Betsy DeVos sworn in as Education Secretary on Tuesday

Betsy DeVos was sworn in as Education Secretary Tuesday evening, hours after Vice-President Mike Pence cast the deciding vote for her confirmation.

"Having seen your devotion to the quality of education to some of our most vulnerable children across the nation for so many years, I was also casting a vote for America's children,” Pence said to Devos during the ceremony. “And I can tell you, my vote for Betsy Devos was the easiest vote I've ever cast."

DeVos' nomination sparked fierce backlash from Democrats and educators across the country. The phone lines at the offices of U.S. Senators were jammed as people called to voice their opposition to DeVos. Two Republican Senators cast ballots against DeVos, forcing the tie. 

While DeVos spent decades as an advocate for charter schools and vouchers in her home state of Michigan and across the country, she's never actually been a teacher or school administrator.

While Devos' critics are concerned she would spread use her new position to implement her ideas across the country, Hamline University political science professor David Schultz said there are limits to what she can do.

“Probably more than anything else, it’s the bully pulpit,” Schultz said. “She can go out there and she can try to talk up different ideas, try to encourage things, but in terms of actual substantive authority it's actually quite limited.”
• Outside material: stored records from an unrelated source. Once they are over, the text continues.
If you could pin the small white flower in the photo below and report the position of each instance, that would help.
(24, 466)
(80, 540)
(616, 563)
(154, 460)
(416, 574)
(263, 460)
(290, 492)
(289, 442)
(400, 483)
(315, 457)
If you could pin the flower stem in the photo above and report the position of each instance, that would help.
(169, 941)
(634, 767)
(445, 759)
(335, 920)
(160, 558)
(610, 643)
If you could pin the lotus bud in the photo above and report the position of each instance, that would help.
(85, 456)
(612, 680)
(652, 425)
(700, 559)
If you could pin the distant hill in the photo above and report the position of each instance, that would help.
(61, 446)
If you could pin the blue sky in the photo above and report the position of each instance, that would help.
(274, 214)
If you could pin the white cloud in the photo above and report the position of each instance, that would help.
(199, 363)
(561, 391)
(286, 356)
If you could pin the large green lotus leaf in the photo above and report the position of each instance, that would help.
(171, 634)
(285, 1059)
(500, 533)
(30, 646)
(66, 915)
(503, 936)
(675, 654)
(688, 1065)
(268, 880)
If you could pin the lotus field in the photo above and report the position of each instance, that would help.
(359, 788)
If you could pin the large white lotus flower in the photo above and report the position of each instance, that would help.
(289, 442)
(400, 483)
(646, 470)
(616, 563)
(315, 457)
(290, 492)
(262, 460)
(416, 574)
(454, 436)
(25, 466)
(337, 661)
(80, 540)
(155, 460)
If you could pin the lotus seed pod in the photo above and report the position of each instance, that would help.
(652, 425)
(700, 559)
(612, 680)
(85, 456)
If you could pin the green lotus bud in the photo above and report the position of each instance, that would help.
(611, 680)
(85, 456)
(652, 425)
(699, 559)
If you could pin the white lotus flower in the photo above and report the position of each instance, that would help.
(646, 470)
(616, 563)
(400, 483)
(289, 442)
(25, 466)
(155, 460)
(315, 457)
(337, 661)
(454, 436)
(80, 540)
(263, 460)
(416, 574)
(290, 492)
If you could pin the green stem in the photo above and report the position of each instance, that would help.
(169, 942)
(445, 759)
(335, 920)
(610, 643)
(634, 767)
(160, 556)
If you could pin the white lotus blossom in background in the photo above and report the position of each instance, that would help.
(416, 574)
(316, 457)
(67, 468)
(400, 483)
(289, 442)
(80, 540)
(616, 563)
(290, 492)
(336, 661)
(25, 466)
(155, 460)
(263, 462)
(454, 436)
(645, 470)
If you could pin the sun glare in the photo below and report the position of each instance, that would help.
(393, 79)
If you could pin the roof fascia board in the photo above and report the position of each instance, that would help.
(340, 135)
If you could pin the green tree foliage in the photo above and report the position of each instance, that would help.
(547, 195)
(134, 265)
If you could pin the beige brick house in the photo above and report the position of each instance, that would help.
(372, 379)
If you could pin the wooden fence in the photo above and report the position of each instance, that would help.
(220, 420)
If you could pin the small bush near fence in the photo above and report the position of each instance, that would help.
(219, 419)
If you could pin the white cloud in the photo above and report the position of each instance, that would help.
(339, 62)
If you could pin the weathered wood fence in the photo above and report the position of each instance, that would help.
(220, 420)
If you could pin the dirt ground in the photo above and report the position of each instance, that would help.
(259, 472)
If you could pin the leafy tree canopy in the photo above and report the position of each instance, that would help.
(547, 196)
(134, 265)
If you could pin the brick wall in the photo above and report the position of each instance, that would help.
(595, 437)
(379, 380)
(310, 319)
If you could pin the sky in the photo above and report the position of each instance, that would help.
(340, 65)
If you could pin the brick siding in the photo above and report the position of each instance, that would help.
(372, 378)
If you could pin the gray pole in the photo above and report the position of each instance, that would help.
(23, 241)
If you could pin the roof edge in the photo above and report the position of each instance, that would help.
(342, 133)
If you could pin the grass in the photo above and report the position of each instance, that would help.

That's because education policy, and funding, largely happen at the state and local level, not in Washington.  

Schultz says only 8.5% of all K-12 funding in the country comes from the federal government, a chunk of that earmarked to help students with disabilities or schools with high percentages of low income students.

“She has talked about wanting the money to follow the students and not follow the schools, but again these are all things that have to be done at the statutory level, the congressional level in order for that to occur,” Shultz said. “She just can't do that on her own.”

The department does play a big role in student loans and financial aid for college, but Schultz said Devos’ role in reforms could be limited in that area as well.

“Students need to be able to come up with more ways to finance education, we have over a trillion dollars, these are issues I'm not sure she can have a major impact on, again with a change in congressional funding,” Schultz said.

The department has a budget of about $69 billion this fiscal year.